How to get a Firestore document size?

I've published a npm package that calculates the size of a Firestore document.

Other packages like sizeof or object-sizeof that calculate the size of JS object will not give you a precise result because some primitives in Firestore have different byte value. For example boolean in Js is stored in 4 bytes, in a Firestore document it's 1 byte. Null is 0 bytes, in Firestore it's 1 byte.

Additionally to that Firestore has own unique types with fixed byte size: Geo point, Date, Reference.

Reference is a large object. Packages like sizeof will traverse through all the methods/properties of Reference, instead just doing the right thing here. Which is to sum String value of a document name + path to it + 16 bytes. Also, if Reference points to a parent doc , sizeof or object-sizeof will not detect circular reference here which might spell even bigger trouble than incorrect size.


I was looking in the Firebase reference expecting the metadata would have an attribute, but it doesn't. You can check it here.

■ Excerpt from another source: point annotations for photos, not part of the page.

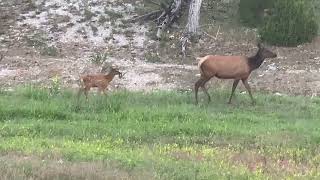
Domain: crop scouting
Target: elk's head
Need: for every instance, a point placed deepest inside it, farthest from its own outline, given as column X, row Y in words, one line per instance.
column 115, row 71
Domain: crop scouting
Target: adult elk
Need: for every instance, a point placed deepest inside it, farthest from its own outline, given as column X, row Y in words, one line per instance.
column 101, row 81
column 230, row 67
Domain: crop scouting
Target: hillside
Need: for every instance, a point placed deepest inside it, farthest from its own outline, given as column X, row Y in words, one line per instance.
column 44, row 39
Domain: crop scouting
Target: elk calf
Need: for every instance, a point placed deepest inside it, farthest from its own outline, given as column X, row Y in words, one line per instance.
column 101, row 81
column 230, row 67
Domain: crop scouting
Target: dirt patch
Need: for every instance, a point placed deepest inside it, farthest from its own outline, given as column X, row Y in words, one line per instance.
column 14, row 166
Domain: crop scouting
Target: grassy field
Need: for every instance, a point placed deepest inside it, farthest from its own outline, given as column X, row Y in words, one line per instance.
column 159, row 135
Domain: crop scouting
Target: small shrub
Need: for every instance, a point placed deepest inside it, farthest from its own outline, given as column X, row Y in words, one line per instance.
column 252, row 11
column 292, row 23
column 49, row 51
column 99, row 58
column 113, row 15
column 88, row 15
column 55, row 87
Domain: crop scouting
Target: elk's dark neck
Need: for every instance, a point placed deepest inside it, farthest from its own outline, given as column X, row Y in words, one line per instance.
column 255, row 61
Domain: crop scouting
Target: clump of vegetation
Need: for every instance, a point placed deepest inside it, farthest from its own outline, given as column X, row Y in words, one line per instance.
column 152, row 57
column 292, row 23
column 55, row 86
column 113, row 15
column 88, row 15
column 102, row 19
column 49, row 50
column 252, row 11
column 40, row 42
column 99, row 57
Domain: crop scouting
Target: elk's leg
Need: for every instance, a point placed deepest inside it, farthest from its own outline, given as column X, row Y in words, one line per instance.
column 196, row 88
column 234, row 86
column 246, row 85
column 79, row 92
column 86, row 90
column 204, row 88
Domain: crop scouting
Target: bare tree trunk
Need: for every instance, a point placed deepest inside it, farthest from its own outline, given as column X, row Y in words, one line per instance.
column 168, row 17
column 192, row 28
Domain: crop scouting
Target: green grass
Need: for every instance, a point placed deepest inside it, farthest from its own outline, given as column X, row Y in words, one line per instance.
column 165, row 134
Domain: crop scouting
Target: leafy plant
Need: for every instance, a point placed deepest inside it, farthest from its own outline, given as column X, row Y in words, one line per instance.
column 292, row 23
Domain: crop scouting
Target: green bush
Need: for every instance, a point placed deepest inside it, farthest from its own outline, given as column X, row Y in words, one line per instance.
column 292, row 23
column 252, row 11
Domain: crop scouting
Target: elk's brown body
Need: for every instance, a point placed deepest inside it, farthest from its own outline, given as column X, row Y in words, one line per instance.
column 101, row 81
column 230, row 67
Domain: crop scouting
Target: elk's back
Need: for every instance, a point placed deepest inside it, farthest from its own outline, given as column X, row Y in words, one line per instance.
column 225, row 67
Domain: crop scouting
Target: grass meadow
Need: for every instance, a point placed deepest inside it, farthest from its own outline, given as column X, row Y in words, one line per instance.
column 157, row 135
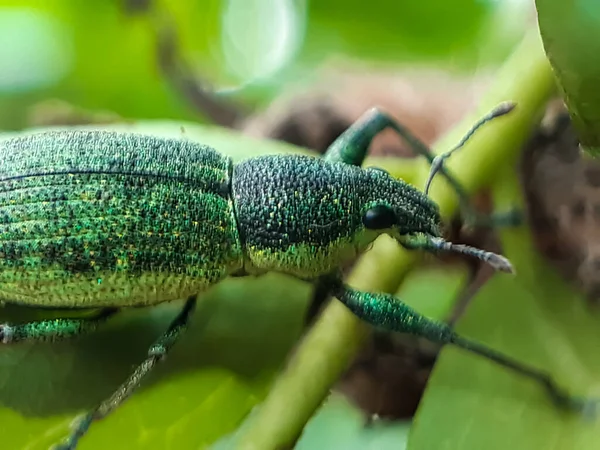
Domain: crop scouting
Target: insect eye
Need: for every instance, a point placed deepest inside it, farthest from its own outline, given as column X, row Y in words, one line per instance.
column 379, row 217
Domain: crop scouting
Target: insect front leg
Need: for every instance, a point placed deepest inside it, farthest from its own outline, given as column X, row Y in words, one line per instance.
column 387, row 312
column 353, row 145
column 156, row 353
column 51, row 330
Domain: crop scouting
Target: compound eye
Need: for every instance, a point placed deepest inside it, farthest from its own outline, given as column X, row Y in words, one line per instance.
column 379, row 217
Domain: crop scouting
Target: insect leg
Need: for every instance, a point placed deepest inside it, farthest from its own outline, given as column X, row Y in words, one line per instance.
column 157, row 352
column 436, row 244
column 388, row 312
column 353, row 145
column 51, row 330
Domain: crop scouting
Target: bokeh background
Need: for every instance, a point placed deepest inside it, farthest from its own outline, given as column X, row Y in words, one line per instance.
column 103, row 54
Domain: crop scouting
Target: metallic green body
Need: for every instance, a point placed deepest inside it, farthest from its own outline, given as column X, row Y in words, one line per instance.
column 94, row 219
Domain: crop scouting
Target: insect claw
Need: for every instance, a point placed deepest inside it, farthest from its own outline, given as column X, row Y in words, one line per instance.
column 500, row 263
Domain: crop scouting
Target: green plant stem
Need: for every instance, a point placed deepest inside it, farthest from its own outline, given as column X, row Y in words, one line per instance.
column 329, row 347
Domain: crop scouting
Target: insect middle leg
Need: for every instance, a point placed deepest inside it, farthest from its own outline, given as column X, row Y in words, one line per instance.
column 387, row 312
column 156, row 353
column 353, row 145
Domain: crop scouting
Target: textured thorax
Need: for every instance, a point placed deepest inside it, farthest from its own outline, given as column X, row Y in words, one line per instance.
column 296, row 214
column 99, row 218
column 304, row 215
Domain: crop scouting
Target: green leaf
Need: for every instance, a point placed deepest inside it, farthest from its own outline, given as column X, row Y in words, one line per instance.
column 537, row 318
column 433, row 290
column 341, row 425
column 239, row 337
column 571, row 34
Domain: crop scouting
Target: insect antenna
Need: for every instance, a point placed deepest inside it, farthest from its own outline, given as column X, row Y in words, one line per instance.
column 438, row 161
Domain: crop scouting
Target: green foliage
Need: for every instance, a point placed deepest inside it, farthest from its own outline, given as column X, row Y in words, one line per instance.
column 536, row 317
column 571, row 33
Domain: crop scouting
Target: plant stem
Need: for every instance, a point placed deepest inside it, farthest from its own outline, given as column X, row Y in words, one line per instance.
column 333, row 342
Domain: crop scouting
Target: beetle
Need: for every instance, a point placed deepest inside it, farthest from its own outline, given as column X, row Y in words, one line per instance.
column 103, row 221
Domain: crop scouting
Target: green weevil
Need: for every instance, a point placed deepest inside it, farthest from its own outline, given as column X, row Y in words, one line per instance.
column 103, row 221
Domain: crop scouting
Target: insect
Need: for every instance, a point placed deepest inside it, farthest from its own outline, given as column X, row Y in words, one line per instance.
column 104, row 221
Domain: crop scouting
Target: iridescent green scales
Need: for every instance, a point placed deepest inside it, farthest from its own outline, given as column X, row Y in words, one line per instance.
column 105, row 219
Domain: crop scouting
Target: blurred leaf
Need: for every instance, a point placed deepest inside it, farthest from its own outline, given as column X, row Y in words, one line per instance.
column 536, row 318
column 433, row 290
column 238, row 339
column 339, row 425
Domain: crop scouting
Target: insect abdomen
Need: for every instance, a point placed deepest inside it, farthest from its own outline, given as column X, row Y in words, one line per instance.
column 92, row 218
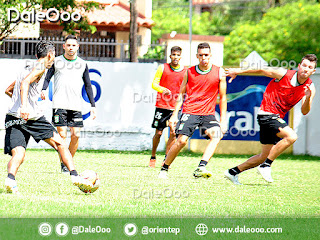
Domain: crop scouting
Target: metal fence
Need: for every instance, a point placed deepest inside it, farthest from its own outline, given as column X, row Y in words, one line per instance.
column 90, row 49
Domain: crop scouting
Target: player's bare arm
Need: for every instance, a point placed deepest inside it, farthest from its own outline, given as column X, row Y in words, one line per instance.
column 155, row 83
column 33, row 76
column 183, row 89
column 9, row 90
column 310, row 92
column 223, row 101
column 271, row 72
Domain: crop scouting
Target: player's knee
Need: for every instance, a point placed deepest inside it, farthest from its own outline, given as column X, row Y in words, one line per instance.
column 292, row 138
column 158, row 134
column 19, row 153
column 63, row 135
column 75, row 135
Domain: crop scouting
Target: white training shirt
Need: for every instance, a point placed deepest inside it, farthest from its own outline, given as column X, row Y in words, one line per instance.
column 68, row 83
column 35, row 88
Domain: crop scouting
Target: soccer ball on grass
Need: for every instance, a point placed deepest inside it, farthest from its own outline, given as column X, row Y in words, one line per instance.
column 93, row 178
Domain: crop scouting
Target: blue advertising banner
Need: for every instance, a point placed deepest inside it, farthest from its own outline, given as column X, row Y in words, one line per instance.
column 244, row 96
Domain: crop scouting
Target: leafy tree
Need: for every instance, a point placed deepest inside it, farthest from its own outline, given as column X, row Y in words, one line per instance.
column 6, row 27
column 285, row 33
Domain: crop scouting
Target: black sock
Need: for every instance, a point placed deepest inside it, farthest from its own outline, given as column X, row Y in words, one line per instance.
column 234, row 171
column 165, row 167
column 73, row 173
column 203, row 163
column 266, row 163
column 11, row 176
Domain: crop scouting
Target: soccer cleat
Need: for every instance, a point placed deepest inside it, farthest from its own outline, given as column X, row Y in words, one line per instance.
column 152, row 163
column 83, row 184
column 64, row 169
column 163, row 174
column 163, row 163
column 265, row 173
column 11, row 185
column 202, row 172
column 232, row 178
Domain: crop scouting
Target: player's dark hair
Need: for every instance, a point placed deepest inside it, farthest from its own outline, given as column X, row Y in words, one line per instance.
column 176, row 49
column 311, row 58
column 204, row 45
column 71, row 37
column 43, row 48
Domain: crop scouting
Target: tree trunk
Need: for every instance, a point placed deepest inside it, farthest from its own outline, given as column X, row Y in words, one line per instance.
column 133, row 31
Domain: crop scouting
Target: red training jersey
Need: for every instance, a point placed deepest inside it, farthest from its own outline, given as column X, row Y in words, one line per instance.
column 170, row 79
column 202, row 91
column 280, row 95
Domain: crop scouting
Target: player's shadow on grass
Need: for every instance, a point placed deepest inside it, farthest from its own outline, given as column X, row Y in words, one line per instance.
column 42, row 172
column 257, row 184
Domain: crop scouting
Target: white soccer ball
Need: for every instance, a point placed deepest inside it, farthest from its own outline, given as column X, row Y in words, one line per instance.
column 93, row 178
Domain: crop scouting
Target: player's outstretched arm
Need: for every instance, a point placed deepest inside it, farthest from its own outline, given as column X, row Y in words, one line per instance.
column 223, row 101
column 271, row 72
column 9, row 90
column 183, row 89
column 156, row 81
column 33, row 76
column 310, row 92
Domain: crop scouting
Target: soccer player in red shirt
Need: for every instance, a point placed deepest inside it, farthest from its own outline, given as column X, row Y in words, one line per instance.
column 200, row 88
column 285, row 90
column 166, row 82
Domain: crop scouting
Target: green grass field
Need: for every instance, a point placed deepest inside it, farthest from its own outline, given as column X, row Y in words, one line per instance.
column 131, row 189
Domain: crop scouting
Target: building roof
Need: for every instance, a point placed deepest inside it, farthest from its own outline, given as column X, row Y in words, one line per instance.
column 205, row 2
column 179, row 36
column 115, row 15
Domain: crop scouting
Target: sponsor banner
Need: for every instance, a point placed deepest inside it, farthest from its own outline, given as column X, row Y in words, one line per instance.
column 244, row 97
column 160, row 228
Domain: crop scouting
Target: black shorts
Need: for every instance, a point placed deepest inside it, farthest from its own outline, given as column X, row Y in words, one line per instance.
column 188, row 123
column 269, row 127
column 18, row 132
column 161, row 118
column 69, row 118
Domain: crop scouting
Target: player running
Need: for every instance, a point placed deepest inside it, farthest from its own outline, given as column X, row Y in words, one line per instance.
column 285, row 90
column 25, row 119
column 167, row 83
column 201, row 86
column 70, row 74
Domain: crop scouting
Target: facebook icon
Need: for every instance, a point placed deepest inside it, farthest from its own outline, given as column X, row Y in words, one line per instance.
column 62, row 229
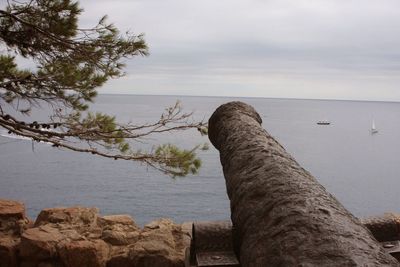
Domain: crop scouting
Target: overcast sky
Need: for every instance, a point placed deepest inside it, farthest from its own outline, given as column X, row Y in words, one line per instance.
column 334, row 49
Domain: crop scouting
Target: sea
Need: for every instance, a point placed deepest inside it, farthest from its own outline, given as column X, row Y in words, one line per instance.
column 362, row 170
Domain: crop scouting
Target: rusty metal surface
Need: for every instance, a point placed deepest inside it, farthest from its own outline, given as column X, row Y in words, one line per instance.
column 212, row 245
column 212, row 236
column 213, row 259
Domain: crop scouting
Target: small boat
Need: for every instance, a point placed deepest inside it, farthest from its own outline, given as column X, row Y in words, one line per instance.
column 324, row 122
column 373, row 128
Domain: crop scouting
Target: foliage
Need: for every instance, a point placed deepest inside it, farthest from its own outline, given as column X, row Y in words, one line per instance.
column 70, row 63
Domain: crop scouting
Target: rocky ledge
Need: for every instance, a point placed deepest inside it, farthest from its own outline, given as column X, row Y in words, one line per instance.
column 79, row 236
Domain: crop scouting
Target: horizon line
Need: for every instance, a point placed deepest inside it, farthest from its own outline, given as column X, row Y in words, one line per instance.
column 258, row 97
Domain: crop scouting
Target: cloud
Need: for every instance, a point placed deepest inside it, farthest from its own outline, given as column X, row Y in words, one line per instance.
column 289, row 48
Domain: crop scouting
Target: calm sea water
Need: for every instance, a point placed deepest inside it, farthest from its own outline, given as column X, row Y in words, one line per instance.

So my next approach would be to figure the weight of the object as an approximation. The sizeOf library seems to have a reasonable API for it.

So it would be something like:

sizeof.sizeof(doc.data());

I wouldn't use the document snapshot, because it contains metadata, like if there are pending saves. On another hand overestimating could be better in some cases.

[UPDATE] Thanks to Doug Stevenson for the wonderful insight

So I was curious how much the difference would actually be, so with my clunky js I made a dirty comparison, you can see the demo here

Considering this object:

 {
  "boolean": true,
  "number": 1,
  "text": "example"
  }

And discounting the id this is the result:

| Method  | Bytes |
|---------|-------|
| FireDoc | 37    |
| sizeOf  | 64    |

So sizeOf library could be a good predictor if we want to overestimate (assuming calculations are fine and will behave more or less equal for more complex entities). But as explained in the comment, it is a rough estimation.


The calculations used to compute the size of a document is fully documented here. There is a lot of text there, so please navigate there to read it. It's not worthwhile to copy all that text here.

If you're having to manually compute the size of a document as it grows, my opinion is that you're probably not modeling your data scalably. If you have lists of data that can grow unbounded, you probably shouldn't be using a list field, and instead put that data in documents in a new collection or subcollection. There are some exceptions to this rule, but generally speaking, you should not have to worry about computing the size of a document in your client code.


For Android users who want to check the size of a document against the maximum of 1 MiB (1,048,576 bytes) quota, there is a library I have made and that can help you calculate that:

  • https://github.com/alexmamo/FirestoreDocument-Android/tree/master/firestore-document

In this way, you'll be able to always stay below the limit. The algorithm behind this library is the one that is explained in the official documentation regarding the Storage Size.